PhD Student · Computation & Neural Systems · Caltech

Alexander Detkov

I study how neural networks build world models — how local observations are glued into a coherent global picture of the world.

In the Thomson Lab.

Portrait of Alexander Detkov
01

About

I'm a PhD student in Computation & Neural Systems at Caltech, advised by Prof. Matt Thomson. My research is on how deep learning builds world models. I'm drawn to the topological, geometric, and algebraic structure a model takes on as it learns, and what it reveals about how networks generalize.

Before Caltech I studied Engineering Physics and Mathematics at the University of Alberta. Earlier work spanned neural architecture search at Huawei, graph neural networks, computational nanofluidics, and experimental particle physics with the IceCube Neutrino Observatory.

I believe reasoning and mathematical structure — not pure empiricism — are the key to generalization and interpretability, and I want to build a rigorous, interpretable theory of how deep learning works. Long term, I'm aiming for a career in research and teaching.

02

Research

I work where deep learning meets pure mathematics.

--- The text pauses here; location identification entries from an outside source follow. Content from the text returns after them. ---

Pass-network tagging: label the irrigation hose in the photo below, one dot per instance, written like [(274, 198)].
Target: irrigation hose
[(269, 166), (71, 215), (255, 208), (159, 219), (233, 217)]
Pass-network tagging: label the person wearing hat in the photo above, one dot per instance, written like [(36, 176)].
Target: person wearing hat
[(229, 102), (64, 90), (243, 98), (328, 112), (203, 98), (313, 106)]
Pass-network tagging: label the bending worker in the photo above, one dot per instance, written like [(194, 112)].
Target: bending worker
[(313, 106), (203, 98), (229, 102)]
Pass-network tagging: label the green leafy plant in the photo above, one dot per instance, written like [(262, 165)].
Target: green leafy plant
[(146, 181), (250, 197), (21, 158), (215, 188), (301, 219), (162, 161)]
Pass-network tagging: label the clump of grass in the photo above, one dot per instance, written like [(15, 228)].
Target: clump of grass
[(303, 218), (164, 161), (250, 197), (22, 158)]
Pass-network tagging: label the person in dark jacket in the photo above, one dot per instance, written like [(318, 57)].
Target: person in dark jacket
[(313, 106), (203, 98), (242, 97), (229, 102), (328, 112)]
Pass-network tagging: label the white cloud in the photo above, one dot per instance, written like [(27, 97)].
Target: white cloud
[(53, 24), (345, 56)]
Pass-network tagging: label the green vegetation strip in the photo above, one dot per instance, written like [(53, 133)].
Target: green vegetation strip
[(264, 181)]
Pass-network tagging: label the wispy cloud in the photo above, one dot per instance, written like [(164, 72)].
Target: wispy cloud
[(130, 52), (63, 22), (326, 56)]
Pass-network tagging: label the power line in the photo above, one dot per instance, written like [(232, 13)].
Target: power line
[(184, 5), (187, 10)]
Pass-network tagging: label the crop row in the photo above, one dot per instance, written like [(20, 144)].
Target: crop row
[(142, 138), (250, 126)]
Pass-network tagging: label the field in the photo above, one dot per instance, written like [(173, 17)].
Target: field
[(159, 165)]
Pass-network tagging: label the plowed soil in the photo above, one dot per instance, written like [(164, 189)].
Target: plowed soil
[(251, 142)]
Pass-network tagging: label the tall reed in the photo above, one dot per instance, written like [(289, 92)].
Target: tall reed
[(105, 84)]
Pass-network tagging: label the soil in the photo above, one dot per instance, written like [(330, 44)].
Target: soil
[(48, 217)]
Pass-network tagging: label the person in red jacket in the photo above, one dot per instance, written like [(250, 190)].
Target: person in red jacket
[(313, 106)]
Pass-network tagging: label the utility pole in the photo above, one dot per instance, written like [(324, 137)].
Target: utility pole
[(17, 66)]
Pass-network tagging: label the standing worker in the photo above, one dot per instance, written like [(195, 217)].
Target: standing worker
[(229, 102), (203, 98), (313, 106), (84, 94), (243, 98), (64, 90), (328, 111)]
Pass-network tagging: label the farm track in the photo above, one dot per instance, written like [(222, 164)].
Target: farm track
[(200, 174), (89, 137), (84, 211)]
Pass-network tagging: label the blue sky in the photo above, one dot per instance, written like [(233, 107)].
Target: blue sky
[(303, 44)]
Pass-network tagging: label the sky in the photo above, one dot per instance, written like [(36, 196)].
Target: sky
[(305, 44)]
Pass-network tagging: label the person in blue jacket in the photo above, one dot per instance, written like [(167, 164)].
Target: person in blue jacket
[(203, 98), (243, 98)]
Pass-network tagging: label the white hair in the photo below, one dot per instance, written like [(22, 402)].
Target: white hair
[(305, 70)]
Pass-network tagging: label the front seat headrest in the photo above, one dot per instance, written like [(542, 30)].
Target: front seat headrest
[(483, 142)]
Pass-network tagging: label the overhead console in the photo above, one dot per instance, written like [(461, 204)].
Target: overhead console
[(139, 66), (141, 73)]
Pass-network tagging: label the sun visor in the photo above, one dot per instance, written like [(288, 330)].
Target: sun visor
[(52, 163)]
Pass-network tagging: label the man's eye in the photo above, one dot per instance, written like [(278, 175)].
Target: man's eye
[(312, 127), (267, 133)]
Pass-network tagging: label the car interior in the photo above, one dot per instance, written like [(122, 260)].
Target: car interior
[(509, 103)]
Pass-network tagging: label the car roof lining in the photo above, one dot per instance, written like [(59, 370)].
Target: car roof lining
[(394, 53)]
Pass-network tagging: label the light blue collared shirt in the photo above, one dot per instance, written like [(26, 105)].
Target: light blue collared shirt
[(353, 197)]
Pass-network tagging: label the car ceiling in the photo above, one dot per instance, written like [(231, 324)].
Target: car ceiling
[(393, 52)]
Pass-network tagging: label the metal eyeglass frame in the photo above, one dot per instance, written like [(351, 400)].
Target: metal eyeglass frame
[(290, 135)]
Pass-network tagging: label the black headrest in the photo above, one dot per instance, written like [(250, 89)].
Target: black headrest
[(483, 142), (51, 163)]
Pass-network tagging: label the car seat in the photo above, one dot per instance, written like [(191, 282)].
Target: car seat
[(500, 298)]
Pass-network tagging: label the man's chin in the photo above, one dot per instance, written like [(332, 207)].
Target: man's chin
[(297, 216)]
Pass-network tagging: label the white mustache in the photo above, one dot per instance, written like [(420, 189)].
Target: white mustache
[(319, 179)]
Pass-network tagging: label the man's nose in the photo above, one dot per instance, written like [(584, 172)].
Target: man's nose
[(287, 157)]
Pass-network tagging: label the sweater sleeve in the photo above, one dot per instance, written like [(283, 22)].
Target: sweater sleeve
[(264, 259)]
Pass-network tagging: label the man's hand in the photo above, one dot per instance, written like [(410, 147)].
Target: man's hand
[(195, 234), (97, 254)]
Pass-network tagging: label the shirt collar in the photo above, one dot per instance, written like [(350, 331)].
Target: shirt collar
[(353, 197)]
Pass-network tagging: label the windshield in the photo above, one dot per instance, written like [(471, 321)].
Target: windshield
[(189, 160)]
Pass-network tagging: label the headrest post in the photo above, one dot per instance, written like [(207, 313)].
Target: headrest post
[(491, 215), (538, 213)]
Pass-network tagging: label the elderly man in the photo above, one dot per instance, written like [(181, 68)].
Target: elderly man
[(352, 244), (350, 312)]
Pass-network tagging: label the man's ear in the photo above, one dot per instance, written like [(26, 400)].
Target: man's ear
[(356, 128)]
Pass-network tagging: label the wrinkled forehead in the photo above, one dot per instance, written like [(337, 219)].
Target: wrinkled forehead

World models in deep learning

How a network turns raw experience into a usable internal model.

Structure in representations

The shape of what a model learns — and how it mirrors the world it learned from.

Generalization

When and why models generalize instead of memorizing — and what a real theory of it would take.

Interpretable, principled ML

Why structure, not scale alone, leads to models we can understand and trust.

03

Selected publications

  1. Prompt Baking — concept illustration
    arXiv2024

    Prompt Baking

    Alexander Detkov*, Aman Bhargava*, Cameron Witkowski*, Matt Thomson · equal contribution

    Preprint, arXiv:2409.13697

    Converts a natural-language prompt into a targeted weight update, training a model to match the prompted distribution — giving durable behavioral control, stronger zero-shot reasoning from baked chain-of-thought, and continual "knowledge baking."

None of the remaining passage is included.